I am currently experiencing my symptoms of depression, in what is my first big relapse:
- I am sleeping really badly
- I lie in bed at night feeling upset
- I am increasingly struggling to get out of bed
- I am getting closer to bunking off work for feeling that I cannot cope
- I feel upset, then guilty, then that I’m a horrible person, then I cry. THEN…
- I feel overwhelmed by all the self-defeating thought processes I have. THEN…
- I feel I have SO much about myself to change. THEN…
- I cannot see that I have done anything good. THEN…
- I remember upsetting memories from my past, and feel angry at those who have made it so hard for me to function normally. THEN…
- I am ashamed and want to keep it all a secret
The overwhelmed part is because through conversations with close friends and my own observations, I have had my eyes opened (which is ALWAYS a positive thing) to all the different ways in which my debilitating fear of things going wrong stops me from living:
- I am censoring myself creatively – I’m scared of failing
- I am unhealthily closed off from my friendships – I’m scared of losing my self-reflection time
- I am terrified I will ruin my relationship – by being terrified he will meet someone better
- I am despondent about my career – every job option seems flawed, every dream seems impossible. So I don’t do anything, except bitch that I am not doing anything.
But here’s the difference, here’s why I have more hope of recovery this time around.
I know the symptoms now, and I am taking the steps to heal them.

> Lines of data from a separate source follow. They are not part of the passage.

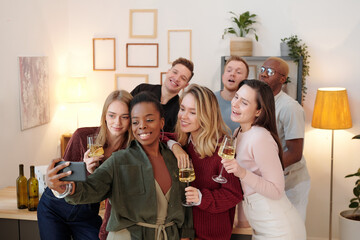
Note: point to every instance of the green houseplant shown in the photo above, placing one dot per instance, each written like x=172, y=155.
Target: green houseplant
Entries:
x=243, y=23
x=241, y=45
x=298, y=50
x=349, y=223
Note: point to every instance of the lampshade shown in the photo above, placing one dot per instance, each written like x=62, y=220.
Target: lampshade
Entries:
x=331, y=110
x=77, y=90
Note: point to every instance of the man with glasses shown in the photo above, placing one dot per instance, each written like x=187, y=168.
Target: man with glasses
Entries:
x=290, y=121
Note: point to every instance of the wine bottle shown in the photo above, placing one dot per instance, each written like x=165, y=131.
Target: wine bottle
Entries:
x=33, y=191
x=21, y=189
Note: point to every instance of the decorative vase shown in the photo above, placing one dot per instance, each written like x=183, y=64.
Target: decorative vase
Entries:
x=284, y=49
x=349, y=229
x=241, y=46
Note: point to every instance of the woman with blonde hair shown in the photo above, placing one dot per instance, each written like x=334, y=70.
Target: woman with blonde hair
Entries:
x=60, y=220
x=200, y=129
x=258, y=165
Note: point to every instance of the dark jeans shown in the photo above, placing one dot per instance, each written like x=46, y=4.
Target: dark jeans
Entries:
x=59, y=220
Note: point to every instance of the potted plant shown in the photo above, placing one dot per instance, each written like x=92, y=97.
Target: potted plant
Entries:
x=297, y=50
x=350, y=219
x=240, y=45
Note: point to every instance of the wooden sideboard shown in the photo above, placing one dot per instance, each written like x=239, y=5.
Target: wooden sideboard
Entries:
x=21, y=224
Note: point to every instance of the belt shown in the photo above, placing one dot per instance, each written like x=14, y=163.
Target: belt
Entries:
x=159, y=228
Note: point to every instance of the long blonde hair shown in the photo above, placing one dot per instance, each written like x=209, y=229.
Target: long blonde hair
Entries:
x=117, y=95
x=210, y=121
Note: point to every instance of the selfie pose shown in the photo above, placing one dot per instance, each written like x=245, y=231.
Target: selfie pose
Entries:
x=56, y=218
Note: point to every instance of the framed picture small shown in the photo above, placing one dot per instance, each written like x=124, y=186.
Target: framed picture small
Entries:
x=143, y=23
x=104, y=56
x=162, y=77
x=142, y=55
x=253, y=74
x=129, y=81
x=179, y=44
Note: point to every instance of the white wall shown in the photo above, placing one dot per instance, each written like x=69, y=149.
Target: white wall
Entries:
x=63, y=30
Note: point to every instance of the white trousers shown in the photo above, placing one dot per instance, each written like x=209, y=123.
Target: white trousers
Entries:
x=299, y=197
x=273, y=219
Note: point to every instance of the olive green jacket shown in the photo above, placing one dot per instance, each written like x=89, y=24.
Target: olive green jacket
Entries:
x=127, y=179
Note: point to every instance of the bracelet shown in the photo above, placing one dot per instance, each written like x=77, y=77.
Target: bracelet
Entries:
x=64, y=194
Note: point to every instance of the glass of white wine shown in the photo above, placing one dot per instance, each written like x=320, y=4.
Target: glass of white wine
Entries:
x=187, y=175
x=226, y=150
x=96, y=149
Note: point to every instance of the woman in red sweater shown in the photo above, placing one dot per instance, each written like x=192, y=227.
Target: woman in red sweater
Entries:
x=199, y=129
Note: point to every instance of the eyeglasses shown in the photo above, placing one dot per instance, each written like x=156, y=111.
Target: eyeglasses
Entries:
x=270, y=72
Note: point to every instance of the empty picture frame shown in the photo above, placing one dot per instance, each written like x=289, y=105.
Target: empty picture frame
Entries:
x=253, y=74
x=104, y=56
x=129, y=81
x=162, y=77
x=179, y=44
x=142, y=55
x=143, y=23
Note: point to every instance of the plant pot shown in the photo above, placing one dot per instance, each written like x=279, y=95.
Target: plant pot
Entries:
x=240, y=46
x=349, y=229
x=284, y=49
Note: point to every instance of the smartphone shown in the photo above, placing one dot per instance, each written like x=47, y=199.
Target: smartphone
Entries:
x=78, y=170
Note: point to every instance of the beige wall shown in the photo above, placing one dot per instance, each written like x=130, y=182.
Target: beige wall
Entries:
x=63, y=30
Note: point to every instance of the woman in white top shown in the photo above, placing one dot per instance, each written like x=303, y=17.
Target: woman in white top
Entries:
x=258, y=165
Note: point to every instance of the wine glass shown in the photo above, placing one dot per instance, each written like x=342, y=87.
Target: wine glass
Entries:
x=226, y=150
x=187, y=174
x=96, y=149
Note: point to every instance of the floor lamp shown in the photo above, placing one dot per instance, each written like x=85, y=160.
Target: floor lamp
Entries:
x=77, y=92
x=331, y=111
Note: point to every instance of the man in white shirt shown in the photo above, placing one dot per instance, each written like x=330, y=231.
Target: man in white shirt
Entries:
x=290, y=121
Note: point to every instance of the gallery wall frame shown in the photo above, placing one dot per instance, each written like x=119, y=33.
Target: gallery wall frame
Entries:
x=128, y=82
x=162, y=77
x=179, y=44
x=142, y=55
x=293, y=88
x=34, y=91
x=143, y=23
x=104, y=54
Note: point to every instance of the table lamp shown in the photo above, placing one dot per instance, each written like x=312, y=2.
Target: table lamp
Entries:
x=331, y=111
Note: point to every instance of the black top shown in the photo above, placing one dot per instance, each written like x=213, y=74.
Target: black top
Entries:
x=171, y=108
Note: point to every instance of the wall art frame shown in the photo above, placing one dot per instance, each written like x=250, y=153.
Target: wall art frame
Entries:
x=104, y=54
x=128, y=81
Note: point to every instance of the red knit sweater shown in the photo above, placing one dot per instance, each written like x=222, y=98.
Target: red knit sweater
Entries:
x=214, y=217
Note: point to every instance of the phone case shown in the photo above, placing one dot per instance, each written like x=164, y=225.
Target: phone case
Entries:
x=78, y=171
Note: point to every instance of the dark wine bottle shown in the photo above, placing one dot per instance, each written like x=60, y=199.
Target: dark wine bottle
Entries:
x=33, y=191
x=21, y=189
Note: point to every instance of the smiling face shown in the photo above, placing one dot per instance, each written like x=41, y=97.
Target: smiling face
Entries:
x=187, y=116
x=244, y=107
x=146, y=124
x=117, y=118
x=234, y=73
x=177, y=78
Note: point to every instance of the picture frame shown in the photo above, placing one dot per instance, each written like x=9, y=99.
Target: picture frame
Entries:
x=128, y=82
x=179, y=44
x=293, y=88
x=143, y=23
x=162, y=77
x=142, y=55
x=34, y=91
x=104, y=54
x=253, y=73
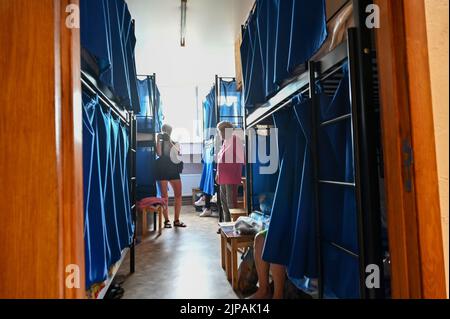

It is different for everybody but here is what is working for me:
- I am re-reading a brilliant book on how to survive depression and see it as a positive, life-changing journey. It is called ‘Unstuck’ by James S Gordon
- I am taking deep breaths whenever I feel panic rising or tears welling up
- I am finding the courage to be open with my boyfriend
- I am asking for support from my best friend Ladyface E
- I am enquiring into affordable Cognitive Behavioural Therapy (CBT). If I can’t, I will contact the counsellor at my GP
- I am stepping up the self-compassion and working harder to censor my Unkind Brain
- I am changing my perception of depression and trying to approach the challenges I describe above as Big Steps Forward
- I am congratulating myself when I keep calm
- I am congratulating myself for my strength
- I am writing this blog.
I hope this shows that if you have depression, whether for the first, the second, or tenth time, you are not alone and you always have the strength deep within you to come out the other side. And you WILL emerge with more rewards, more self-compassion, more determination and more wisdom, than you ever thought possible.